REVIEW: HOWLING SYCAMORE – “Howling Sycamore”
The world of progressive, and experimental metal has its share of madmen; musicians who move from project to project; all the while bringing their own unique vision of the genre along with them, in their continued aim to push themselves, and the genre onward. In the progressive world you have people like Mike Portnoy who have so many projects it’s nearly impossible to keep up with them. In experimental music you have Mike Patton who likewise is about as busy as any musician out there. But there are also those who are sadly always under the radar, and of those one of my favorites is Italy’s Davide Tiso. Tiso is best known for his Ephal Duath project, who I have written about before in my “Introduction To Experimental and Avant Garde Metal” article. Now he has a new extreme prog metal project Howling Sycamore self titled album due out late January of next year, and it’s an album to be taken note of.
From the ashes of an abandoned project, Tiso created Howling Sycamore into its own formidable beast. Combing the technical, extreme drumming of Hannes Grossmann (Obscura, Blotted Science) with his own guitar, and bass work Tiso formed the basis of the band. Opting for traditional prog metal vocals (rather than the harsh vocals usually associated with the style of music) Tiso brought in ex-Watchtower vocalist Jason McMaster to finish the core of the band. Rounding off the lineup for the album are guest musicians Kevin Hufnagel (Dysrhythmia, Gorguts) and, Fester (Burials, Humorous) on guitars, and perhaps more importantly for the overall sound, Bruce Lamont (Yakuza, Brain Tentacles) on baritone saxophone. The lineup complete they set out to record the heavy, often schizophrenic music that Tiso had written.
The album begins with the pummeling drums of “Upended” and from the very beginning it is clear this is not a typical prog metal album. The drums scream death metal, but the guitar work is suggestive of a warped version of traditional prog metal meeting jazz fusion. Then the vocals begin; not screams, or mellow vocals, but the high end style of Iron Maiden. This is immediately followed by frenzied, screaming sax work over the top of it. By this point I was hooked and had bought into the unusual chaos coming from my speakers. And this is the general sound of the album: an extremely complex and brutal approach to drumming, combined with technical guitar work, frequently combining jazz styling with the more typical riff approach of metal. The sax work is not constant, but appears often enough to make it essential to the music, as well as not overstating its welcome. The style; and madcap combination of course screams John Zorn to me, which is never a bad thing.
I’m not always a huge fan of very high ranged vocals, and in extreme and technically driven music, the vocals are very often the weak link in the band. And the juxtaposition of this vocal style with very heavy music was a bit jarring at first, as it is not common. However it works exceptionally well; and I found myself thoroughly enjoying McMaster’s vocals throughout the album. And on the very mellow, acoustic driven “Chant of Stillness” his vocals are essential to carrying the track all together. I should also add that throughout the album he occasionally goes into the upper regions of his range and contributes some legitimate and serious screams as well, which adds another effective element to his style.

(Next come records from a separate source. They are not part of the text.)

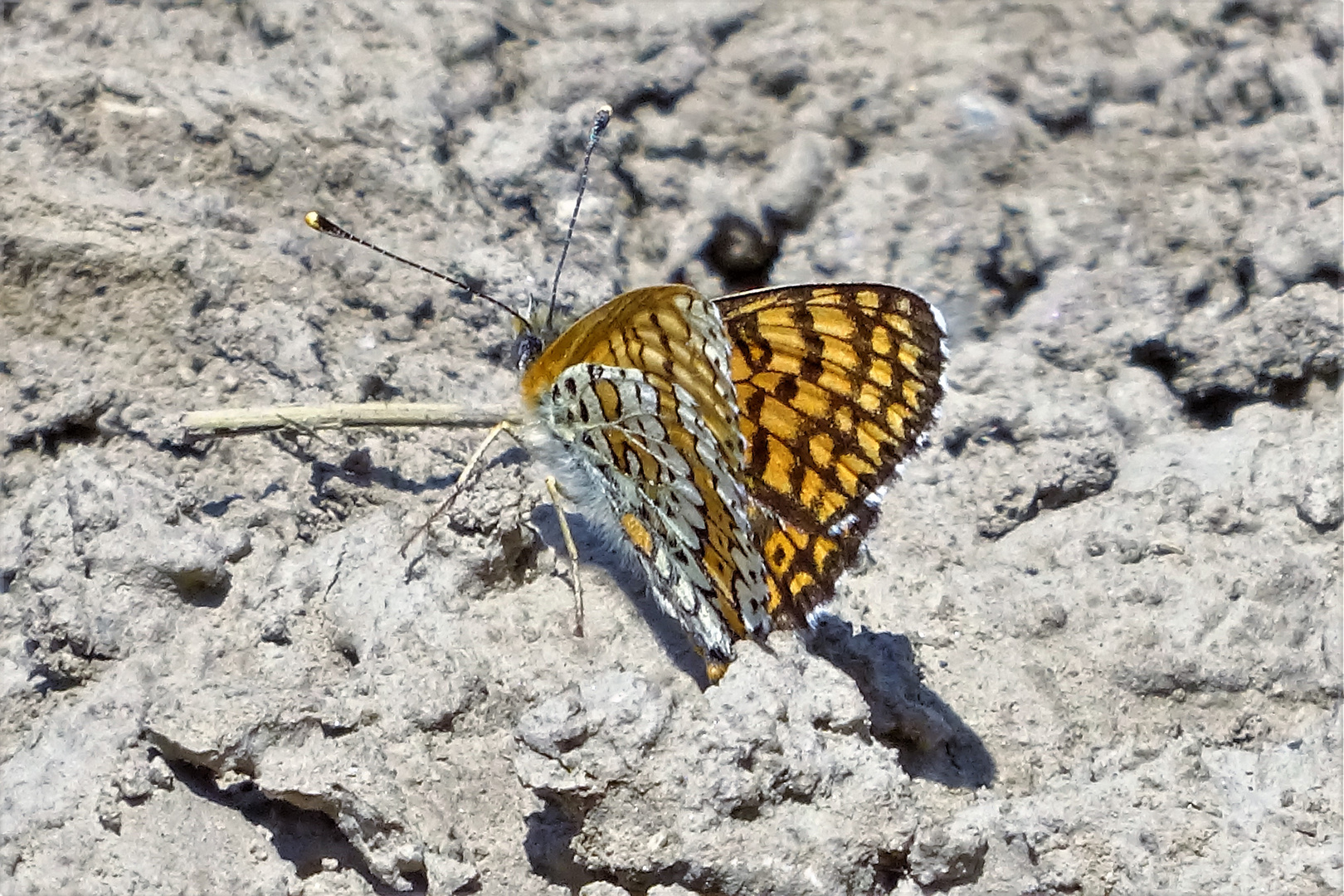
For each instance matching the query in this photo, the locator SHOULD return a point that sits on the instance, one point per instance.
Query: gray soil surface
(1093, 646)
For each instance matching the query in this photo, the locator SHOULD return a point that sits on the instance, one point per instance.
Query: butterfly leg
(472, 462)
(574, 555)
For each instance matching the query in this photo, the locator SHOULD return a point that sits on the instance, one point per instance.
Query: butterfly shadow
(932, 742)
(596, 550)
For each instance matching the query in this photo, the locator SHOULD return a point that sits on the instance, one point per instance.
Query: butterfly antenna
(325, 226)
(600, 121)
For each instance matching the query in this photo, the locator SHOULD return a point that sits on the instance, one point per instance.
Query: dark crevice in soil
(1010, 278)
(902, 709)
(1075, 119)
(1213, 407)
(739, 253)
(303, 837)
(77, 429)
(548, 845)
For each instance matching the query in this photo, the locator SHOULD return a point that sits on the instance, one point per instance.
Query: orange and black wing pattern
(836, 386)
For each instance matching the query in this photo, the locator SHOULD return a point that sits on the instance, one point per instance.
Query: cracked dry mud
(1093, 645)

It is not all chaos and thundering music however. Halfway through “Decent to Light” the music gets very jazzy, and mellow, carried by the vocals and mellow sax, before the drums kick it up again in a frenzy of double kicks, and guitar distortion, complete with some of the more effective examples of McMaster’s screams. The album is closed by the instrumental “Dysphoria” which is dominated by delicate acoustic guitar playing, although accompanied by the more aggressive drumming. As with the rest of the album, nothing is standard about it, and as he has done throughout his career, Tiso perfectly blends opposing styles into a union that closes the album nicely.
The album is rather short, only 37 minutes in length, which certainly left me wanting more. However there is so much going on in this amount of time the listener will still likely feel drained after they are done with it. It is a very dense album, and each listen will bring out more details that you hadn’t noticed before. Grossmann’s drumming especially opens up with repeated listens, as the lighter fills become clearer and more intricate the closer you listen. This is an album that begs to be played loudly, or with a good set of headphones.

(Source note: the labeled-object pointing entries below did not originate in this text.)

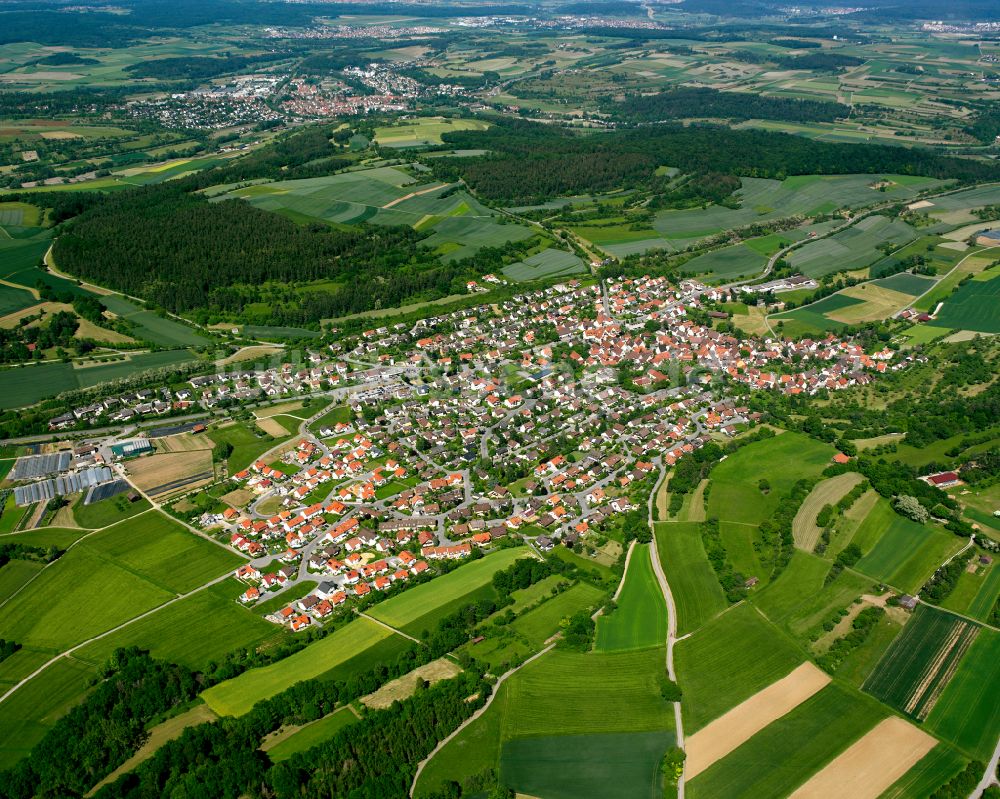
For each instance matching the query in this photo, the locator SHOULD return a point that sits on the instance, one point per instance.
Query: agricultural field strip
(870, 765)
(720, 737)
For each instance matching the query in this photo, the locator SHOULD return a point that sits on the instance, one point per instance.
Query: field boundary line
(363, 615)
(500, 681)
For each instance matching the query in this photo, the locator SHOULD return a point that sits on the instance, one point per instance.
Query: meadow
(705, 663)
(412, 610)
(547, 263)
(788, 751)
(609, 694)
(132, 567)
(781, 460)
(236, 696)
(640, 618)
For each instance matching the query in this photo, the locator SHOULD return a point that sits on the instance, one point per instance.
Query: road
(661, 577)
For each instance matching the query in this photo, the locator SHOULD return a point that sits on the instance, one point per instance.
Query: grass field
(640, 620)
(706, 661)
(547, 263)
(197, 630)
(922, 660)
(235, 697)
(827, 492)
(608, 693)
(576, 766)
(967, 714)
(694, 585)
(310, 735)
(411, 610)
(781, 460)
(111, 577)
(906, 554)
(974, 306)
(788, 751)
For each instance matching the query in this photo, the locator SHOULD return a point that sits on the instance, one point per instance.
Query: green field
(607, 693)
(312, 734)
(236, 696)
(694, 585)
(576, 766)
(967, 714)
(111, 577)
(410, 610)
(30, 384)
(922, 651)
(934, 769)
(783, 755)
(974, 306)
(640, 619)
(728, 660)
(906, 554)
(781, 460)
(853, 248)
(547, 263)
(799, 601)
(196, 631)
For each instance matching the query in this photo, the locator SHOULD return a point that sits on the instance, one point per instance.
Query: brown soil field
(828, 492)
(272, 427)
(183, 442)
(403, 687)
(161, 474)
(739, 725)
(870, 765)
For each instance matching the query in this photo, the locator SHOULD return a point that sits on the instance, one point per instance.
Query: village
(546, 419)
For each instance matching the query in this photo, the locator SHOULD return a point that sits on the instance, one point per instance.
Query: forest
(697, 102)
(554, 161)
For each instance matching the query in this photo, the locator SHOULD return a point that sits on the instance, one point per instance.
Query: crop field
(640, 619)
(310, 735)
(827, 492)
(781, 460)
(933, 770)
(921, 662)
(974, 306)
(771, 199)
(408, 610)
(575, 766)
(236, 696)
(694, 585)
(202, 628)
(783, 755)
(967, 713)
(906, 553)
(459, 225)
(732, 729)
(167, 473)
(798, 600)
(705, 661)
(853, 248)
(608, 693)
(547, 263)
(420, 132)
(161, 330)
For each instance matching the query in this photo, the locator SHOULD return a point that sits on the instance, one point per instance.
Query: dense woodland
(704, 103)
(553, 161)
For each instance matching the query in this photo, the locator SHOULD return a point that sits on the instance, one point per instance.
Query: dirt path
(413, 194)
(489, 701)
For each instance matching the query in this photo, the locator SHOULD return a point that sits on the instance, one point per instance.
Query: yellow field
(869, 766)
(879, 303)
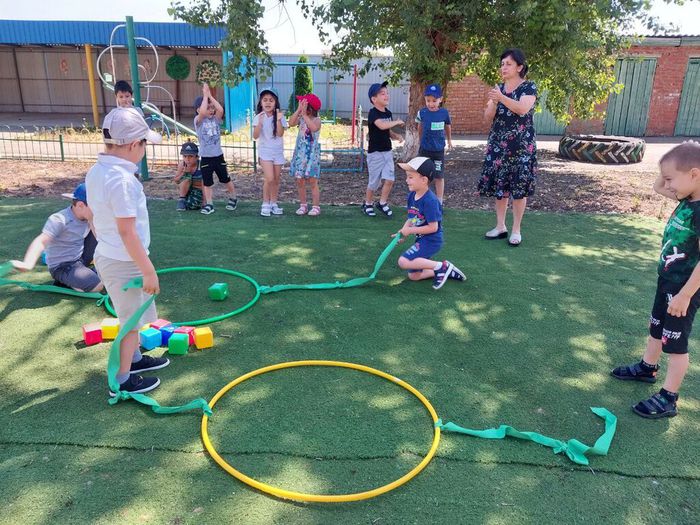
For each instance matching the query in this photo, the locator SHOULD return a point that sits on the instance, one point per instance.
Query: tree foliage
(303, 82)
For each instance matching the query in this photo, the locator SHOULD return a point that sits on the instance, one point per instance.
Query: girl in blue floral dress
(510, 166)
(306, 161)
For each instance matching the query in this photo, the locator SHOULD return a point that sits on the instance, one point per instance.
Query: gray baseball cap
(126, 125)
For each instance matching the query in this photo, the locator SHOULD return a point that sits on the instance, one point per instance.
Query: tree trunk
(415, 103)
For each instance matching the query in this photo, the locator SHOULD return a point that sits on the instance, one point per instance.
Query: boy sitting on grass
(425, 222)
(677, 298)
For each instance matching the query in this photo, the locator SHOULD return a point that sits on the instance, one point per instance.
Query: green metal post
(134, 64)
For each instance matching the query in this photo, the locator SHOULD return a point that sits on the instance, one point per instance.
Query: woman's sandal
(494, 234)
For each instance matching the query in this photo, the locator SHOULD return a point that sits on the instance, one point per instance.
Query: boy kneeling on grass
(677, 297)
(425, 222)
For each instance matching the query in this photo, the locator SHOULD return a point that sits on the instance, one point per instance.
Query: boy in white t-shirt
(120, 219)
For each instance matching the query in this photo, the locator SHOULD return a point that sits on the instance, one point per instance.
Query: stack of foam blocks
(162, 332)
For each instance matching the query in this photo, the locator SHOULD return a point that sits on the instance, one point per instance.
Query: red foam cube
(160, 323)
(92, 333)
(189, 330)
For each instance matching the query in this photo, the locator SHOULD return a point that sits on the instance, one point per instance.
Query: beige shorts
(115, 274)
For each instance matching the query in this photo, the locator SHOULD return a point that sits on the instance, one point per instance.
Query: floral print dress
(510, 166)
(306, 161)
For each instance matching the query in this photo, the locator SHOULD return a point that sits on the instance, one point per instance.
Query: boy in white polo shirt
(120, 219)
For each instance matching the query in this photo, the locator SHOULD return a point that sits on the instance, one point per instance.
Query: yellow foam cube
(203, 338)
(110, 328)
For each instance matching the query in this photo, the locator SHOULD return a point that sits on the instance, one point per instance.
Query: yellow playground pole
(91, 79)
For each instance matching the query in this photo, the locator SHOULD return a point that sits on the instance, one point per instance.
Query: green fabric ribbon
(357, 281)
(114, 359)
(574, 449)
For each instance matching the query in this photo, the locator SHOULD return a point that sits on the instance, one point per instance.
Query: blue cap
(375, 88)
(79, 193)
(433, 90)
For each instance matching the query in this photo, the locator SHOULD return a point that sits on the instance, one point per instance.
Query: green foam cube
(218, 291)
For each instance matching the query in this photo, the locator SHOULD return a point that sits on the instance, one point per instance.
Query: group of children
(116, 220)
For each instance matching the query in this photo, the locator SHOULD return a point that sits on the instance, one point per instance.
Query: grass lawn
(527, 341)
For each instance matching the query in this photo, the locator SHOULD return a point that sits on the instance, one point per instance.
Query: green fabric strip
(113, 366)
(357, 281)
(574, 449)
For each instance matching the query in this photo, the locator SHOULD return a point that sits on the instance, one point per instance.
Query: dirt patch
(563, 185)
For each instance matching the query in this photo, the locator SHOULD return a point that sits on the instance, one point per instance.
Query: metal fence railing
(338, 153)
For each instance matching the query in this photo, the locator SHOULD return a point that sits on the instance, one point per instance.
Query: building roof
(66, 32)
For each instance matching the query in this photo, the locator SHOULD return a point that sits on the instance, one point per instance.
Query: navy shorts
(209, 165)
(422, 248)
(673, 331)
(438, 158)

With Howling Sycamore, Davide Tiso and company have crafted an unusual, and near perfect example of extreme progressive, and experimental metal that will satisfy fans of either genre. It is a heavy, jazzy, assault on the ears, and a marriage of Zorn worthy experimentation with the accessibility of classic early 90’s prog metal. For fans of truly forward thinking metal, who want something fresh, and unusual, that’s being played and created by true masters, look no further. This comes out three days before my next birthday; I know what I’ll be asking for.